During a committee hearing in May, Colorado Concern Director of Public Affairs Anneliese Steel estimated that commercial-property owners could save $3.5 billion through 2032 with the cut, as her organization was the foremost business group pushing for passage of SB 303. But when asked for further analysis of the benefits of Prop HH in late September, Steel said that Colorado Concern was “not available for comment on Prop HH.”

Tony Gagliardi is Colorado state director for the National Federation of Independent Business

The Colorado chapter of the National Federation of Independent Business, meanwhile, is running radio and digital ads against Prop HH because it believes small-business owners will be hurt more by the loss of TABOR refunds than they will be aided by lessening of property-tax hikes.

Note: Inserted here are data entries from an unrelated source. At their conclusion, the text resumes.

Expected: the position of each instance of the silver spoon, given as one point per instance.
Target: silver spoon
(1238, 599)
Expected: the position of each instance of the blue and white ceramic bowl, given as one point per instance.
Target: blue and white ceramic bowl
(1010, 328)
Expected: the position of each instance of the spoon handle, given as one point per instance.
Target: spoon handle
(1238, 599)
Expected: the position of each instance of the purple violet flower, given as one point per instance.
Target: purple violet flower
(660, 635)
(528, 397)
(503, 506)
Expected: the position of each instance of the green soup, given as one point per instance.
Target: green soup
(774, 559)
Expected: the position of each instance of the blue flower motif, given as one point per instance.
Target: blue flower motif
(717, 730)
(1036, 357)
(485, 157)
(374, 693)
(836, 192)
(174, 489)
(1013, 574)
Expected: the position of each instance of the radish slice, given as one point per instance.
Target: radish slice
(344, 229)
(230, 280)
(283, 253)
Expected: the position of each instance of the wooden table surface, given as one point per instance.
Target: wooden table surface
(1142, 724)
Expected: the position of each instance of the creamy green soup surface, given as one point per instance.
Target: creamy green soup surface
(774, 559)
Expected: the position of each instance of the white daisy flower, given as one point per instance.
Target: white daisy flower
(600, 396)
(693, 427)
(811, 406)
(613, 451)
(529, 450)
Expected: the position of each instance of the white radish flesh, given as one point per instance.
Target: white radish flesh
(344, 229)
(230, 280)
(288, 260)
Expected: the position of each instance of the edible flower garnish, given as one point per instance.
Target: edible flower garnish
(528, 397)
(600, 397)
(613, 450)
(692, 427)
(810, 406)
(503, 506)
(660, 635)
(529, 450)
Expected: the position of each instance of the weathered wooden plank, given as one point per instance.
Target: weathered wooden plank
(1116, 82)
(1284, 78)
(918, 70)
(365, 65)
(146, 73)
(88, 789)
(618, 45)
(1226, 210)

Property taxes will continue to rise even with the passage of Prop HH and lead to increased rent costs for businesses that don’t own their buildings, and the TABOR refunds that mom-and-pop stores used to put toward their companies won’t be available anymore, state director Tony Gagliardi noted.

“The bargain you are asking voters to make is to say on one hand for a very disparate break on your property taxes, you are giving away on the other hand your ability to cut taxes 10 years down the road,” said Lang Sias, CSI’s Mike A. Leprino Free Enterprise Fellow who co-authored his organization’s analysis of the ballot initiative. “There’s that old saying that some money is just too expensive to take. You’re giving up a hell of a lot of money here.”

What’s next

Whether voters approve or reject Prop HH, the debate on property taxes will continue. Advance Colorado Action, the fiscally conservative group leading the No on HH campaign, has gotten approval to begin collecting signatures for a potential 2024 ballot initiative that would cap increases in statewide property tax revenue from all classes of property at 4% annually.

Quander, a shareholder at Brownstein Hyatt Farber Schreck LLP, said that if the measure fails, she hopes the Legislature will pursue more substantial decreases to commercial property taxes in 2024, particularly given the fact that assessment rates for nonresidential properties remain at levels four times those of residential properties. She also would hope that, regardless of the outcome, elected officials have more discussion about the increasingly complex nature of property taxation, which has expanded the two classes of properties in 2020 to a potential nine classes of properties if Prop HH passes, including separate rates for first and second homes.

“With the November 2020 repeal of the Gallagher Amendment (which required nonresidential properties to produce 55% of all property-tax revenues), it opened the opportunity for the Legislature to reduce assessment rates,” Quander said. “With various constituent pressures, I expect that the Legislature will look at modifying the assessment rates in some capacity almost every session.”